A Novel Metal‐Phenolic‐Protein Hybrid Nanoparticles With Precise Delivery and Enhanced Penetration Effect for tPA Targeted Thrombolysis and Reduced Hemorrhagic Risk

ABSTRACT Ischemic stroke (IS) is a leading cause of mortality and disability worldwide, posing a critical public health challenge. Currently, clinical use of tissue plasminogen activator (tPA) for IS thrombolytic treatment remains many problems in outcomes and safety, particularly the high risk of hemorrhagic transformation. Here, a metal‐phenolic network (MPN)‐based nanoparticle hybrid tPA and targeting ligand (MPN@tPA@GP) is developed for tPA targeting delivery to local thrombus interior, achieving efficient pH‐sensitive tPA release and reduced hemorrhage risk for IS therapy. The binding and penetrating thrombi efficiency of 8 fibrin‐targeting peptides is screened in different types of thrombi made from human blood in vitro. The construction of a hybrid nanoparticle with tPA and GP targeting peptide (MPN@tPA@GP) can be achieved through a simple self‐assembly process and confirmed by FTIR, EDS, SDS‐PAGE, and disrupting agents, while Mg 2 ⁺ coordination is believed as the critical force in nanoparticle formation.
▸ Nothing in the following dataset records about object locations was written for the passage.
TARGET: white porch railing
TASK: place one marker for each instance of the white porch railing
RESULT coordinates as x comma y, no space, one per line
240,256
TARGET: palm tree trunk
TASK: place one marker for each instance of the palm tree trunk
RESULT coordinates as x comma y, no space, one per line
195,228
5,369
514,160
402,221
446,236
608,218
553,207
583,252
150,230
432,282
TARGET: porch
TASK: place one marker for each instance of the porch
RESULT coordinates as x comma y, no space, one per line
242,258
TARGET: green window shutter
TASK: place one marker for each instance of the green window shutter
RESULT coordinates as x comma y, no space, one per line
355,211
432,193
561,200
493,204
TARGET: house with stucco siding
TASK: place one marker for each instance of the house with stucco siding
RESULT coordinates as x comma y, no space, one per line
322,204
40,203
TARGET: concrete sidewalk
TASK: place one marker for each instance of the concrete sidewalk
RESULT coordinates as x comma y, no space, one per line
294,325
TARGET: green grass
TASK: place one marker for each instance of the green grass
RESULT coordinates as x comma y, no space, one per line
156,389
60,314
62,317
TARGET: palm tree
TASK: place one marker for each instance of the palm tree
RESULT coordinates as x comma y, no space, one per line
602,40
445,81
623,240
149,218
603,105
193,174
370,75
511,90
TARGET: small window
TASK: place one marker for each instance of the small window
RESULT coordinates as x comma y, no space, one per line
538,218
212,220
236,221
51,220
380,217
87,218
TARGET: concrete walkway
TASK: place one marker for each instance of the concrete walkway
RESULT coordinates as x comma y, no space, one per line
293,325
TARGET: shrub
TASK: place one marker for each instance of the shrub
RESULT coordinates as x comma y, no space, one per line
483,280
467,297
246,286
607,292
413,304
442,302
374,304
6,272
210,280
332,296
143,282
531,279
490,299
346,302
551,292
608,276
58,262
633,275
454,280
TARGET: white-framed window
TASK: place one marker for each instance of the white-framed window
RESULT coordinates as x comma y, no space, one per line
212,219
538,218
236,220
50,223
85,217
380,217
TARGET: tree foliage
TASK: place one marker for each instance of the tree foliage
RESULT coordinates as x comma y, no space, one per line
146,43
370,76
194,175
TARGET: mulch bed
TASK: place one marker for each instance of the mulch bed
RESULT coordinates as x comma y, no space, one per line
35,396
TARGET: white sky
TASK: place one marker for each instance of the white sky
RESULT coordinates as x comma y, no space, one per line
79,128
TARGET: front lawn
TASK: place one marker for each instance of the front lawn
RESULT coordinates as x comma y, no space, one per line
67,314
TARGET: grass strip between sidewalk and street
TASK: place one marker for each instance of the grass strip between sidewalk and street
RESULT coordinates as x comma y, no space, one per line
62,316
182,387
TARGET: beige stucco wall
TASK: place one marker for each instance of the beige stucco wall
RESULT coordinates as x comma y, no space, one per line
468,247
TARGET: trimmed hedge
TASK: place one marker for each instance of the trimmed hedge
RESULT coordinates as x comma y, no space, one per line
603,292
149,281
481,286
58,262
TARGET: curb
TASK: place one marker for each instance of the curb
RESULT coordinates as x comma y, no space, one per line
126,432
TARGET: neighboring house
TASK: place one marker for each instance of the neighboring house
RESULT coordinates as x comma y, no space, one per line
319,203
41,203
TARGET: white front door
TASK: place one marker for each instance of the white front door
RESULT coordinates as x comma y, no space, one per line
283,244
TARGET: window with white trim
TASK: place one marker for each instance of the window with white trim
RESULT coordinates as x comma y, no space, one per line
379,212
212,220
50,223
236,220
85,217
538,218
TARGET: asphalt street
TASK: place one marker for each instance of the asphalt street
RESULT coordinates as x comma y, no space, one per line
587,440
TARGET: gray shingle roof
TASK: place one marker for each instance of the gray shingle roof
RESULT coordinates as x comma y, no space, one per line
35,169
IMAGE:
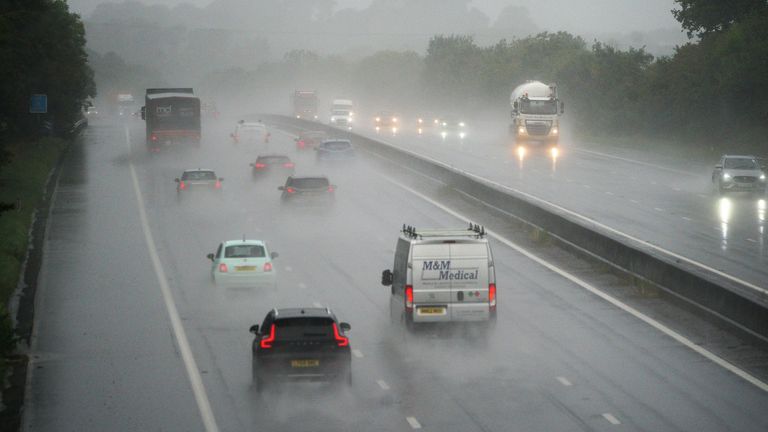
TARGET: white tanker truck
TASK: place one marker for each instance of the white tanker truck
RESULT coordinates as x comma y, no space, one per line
536,112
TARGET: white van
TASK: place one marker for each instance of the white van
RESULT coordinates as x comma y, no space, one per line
442,276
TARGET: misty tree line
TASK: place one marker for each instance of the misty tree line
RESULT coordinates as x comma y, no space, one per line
42,50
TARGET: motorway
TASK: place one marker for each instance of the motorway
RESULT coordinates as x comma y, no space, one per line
109,354
664,202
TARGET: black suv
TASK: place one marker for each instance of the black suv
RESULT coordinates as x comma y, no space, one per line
301,343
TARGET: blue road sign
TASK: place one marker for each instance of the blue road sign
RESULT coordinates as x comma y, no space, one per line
38,104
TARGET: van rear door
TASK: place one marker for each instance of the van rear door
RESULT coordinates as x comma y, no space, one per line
468,276
431,289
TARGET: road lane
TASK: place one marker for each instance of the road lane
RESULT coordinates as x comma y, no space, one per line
548,328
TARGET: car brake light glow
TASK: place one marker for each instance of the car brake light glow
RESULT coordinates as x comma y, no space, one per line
492,296
266,342
341,340
409,297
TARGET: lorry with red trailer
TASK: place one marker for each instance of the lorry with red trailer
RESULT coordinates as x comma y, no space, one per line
172,116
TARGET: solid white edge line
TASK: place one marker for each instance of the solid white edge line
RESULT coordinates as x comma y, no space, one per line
193,373
587,286
611,419
413,422
572,213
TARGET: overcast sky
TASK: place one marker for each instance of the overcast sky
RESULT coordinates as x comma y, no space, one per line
575,16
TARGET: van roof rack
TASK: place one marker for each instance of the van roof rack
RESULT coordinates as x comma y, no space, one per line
474,230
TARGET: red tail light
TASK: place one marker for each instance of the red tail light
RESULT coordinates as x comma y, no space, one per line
492,296
266,342
341,340
408,297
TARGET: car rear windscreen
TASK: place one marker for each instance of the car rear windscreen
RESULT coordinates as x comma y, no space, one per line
310,183
199,175
337,145
244,251
304,328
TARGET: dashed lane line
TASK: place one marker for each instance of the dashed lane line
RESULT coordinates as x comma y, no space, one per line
746,376
193,373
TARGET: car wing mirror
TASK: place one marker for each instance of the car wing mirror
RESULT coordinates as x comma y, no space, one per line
386,277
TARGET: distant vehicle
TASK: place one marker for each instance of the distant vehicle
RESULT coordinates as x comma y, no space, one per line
250,132
736,173
452,127
301,344
335,149
536,111
310,139
386,121
243,263
441,277
342,114
272,165
172,116
305,104
198,180
308,189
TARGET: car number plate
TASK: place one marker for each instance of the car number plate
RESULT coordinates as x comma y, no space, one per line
431,311
305,363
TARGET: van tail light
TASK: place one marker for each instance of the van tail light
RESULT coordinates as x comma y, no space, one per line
340,340
492,296
409,298
266,342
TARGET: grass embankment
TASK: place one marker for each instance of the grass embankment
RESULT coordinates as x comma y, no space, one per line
22,183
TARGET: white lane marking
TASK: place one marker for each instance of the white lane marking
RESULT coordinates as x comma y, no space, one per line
635,162
193,373
570,212
413,422
746,376
611,419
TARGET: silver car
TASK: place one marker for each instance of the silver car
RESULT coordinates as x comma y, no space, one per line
736,173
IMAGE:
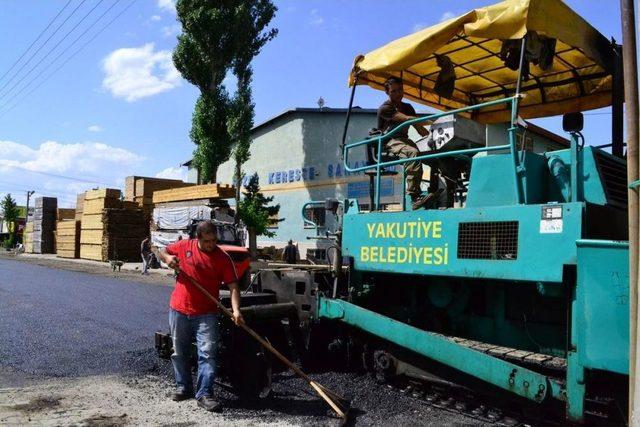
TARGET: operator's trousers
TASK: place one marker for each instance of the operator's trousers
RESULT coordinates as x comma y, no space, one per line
204,330
405,148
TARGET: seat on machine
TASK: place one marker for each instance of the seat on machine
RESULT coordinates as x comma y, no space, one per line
372,155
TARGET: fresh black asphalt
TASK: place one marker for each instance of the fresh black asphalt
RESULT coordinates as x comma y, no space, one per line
57,323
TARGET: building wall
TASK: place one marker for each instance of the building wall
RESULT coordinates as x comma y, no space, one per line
298,159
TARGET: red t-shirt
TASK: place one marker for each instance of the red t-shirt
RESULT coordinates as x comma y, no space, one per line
209,269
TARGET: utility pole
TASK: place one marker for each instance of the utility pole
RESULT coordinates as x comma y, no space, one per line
26,215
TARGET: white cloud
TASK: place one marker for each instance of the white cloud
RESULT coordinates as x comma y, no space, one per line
173,173
140,72
316,19
171,30
419,26
63,170
56,157
95,128
167,5
447,15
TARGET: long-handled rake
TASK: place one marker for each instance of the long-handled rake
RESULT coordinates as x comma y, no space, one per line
339,404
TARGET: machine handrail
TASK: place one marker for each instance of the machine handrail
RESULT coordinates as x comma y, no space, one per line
307,221
379,165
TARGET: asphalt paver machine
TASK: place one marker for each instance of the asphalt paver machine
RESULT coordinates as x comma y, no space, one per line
522,286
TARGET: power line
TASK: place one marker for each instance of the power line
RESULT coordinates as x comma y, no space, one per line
53,49
35,41
65,50
54,175
69,58
43,45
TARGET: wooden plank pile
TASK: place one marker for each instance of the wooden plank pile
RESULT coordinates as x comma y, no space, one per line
44,224
65,214
140,189
196,192
68,238
110,228
79,206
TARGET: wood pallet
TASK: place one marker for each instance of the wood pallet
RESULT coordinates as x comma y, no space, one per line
68,239
79,206
63,214
142,186
102,193
114,233
207,191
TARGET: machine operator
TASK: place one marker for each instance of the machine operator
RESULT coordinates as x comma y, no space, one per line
192,315
392,113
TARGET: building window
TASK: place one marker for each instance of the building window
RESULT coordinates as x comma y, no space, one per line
316,214
274,220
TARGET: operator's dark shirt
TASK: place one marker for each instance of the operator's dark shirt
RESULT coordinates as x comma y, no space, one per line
385,115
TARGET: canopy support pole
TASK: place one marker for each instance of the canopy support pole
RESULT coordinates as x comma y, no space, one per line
346,123
631,114
517,167
617,101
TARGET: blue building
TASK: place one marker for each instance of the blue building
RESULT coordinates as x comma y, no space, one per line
297,157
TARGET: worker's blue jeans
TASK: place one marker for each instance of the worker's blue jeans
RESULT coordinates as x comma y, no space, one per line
204,329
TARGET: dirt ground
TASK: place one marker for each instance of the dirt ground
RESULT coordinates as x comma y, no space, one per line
103,401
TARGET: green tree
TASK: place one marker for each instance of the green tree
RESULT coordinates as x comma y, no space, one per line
218,37
256,214
203,56
253,17
10,214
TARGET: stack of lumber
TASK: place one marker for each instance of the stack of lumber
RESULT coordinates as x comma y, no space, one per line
44,223
140,189
65,214
68,238
79,206
27,237
196,192
110,228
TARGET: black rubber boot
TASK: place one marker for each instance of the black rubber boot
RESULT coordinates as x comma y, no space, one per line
209,404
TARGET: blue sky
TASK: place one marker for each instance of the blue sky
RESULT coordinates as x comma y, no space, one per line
119,108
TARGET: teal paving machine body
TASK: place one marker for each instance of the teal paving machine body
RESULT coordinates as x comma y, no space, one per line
521,286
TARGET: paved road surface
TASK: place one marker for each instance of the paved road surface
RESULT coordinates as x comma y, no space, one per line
77,349
61,323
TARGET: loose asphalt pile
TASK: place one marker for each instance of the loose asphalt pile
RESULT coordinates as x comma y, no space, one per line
292,401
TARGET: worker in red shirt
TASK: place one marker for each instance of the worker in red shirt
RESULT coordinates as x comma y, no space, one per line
192,315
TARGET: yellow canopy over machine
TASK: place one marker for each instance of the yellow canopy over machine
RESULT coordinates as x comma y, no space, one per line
570,64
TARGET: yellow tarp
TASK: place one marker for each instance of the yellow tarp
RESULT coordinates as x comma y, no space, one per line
579,79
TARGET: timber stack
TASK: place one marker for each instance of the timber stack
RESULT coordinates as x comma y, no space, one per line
79,206
44,224
110,228
68,238
176,209
140,189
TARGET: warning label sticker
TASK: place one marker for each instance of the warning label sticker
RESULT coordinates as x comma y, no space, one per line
551,219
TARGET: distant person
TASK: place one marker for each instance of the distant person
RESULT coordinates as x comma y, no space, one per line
193,315
145,253
391,114
290,254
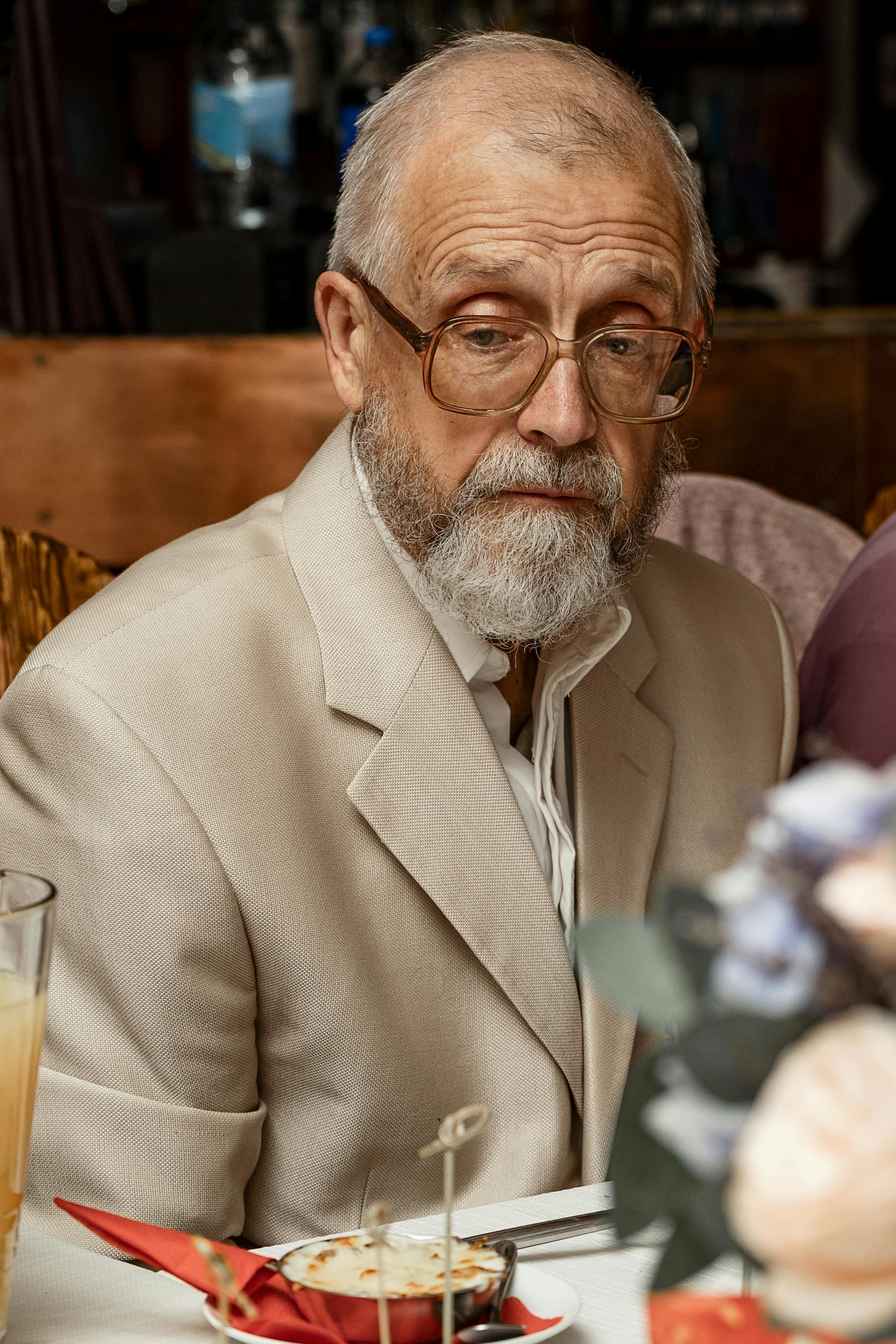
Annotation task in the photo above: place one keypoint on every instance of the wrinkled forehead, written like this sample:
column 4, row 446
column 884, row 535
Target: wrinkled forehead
column 476, row 202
This nanoparticle exhibited good fibrinolytic activity and pH‐responsive tPA release in vitro. In vivo targeting studies revealed excellent thrombus binding and penetrating capability in two animal models. Furthermore, MPN@tPA@GP displayed superior therapeutic efficacy with a reduced tPA‐induced hemorrhage risk, resulting from excellent thrombus targeting, pH‐responsive release, and Magnesium homeostasis maintenance. Thus, this nanoparticle offers a promising strategy to improve the efficacy and reduce the hemorrhage risk of thrombolytic therapy for IS.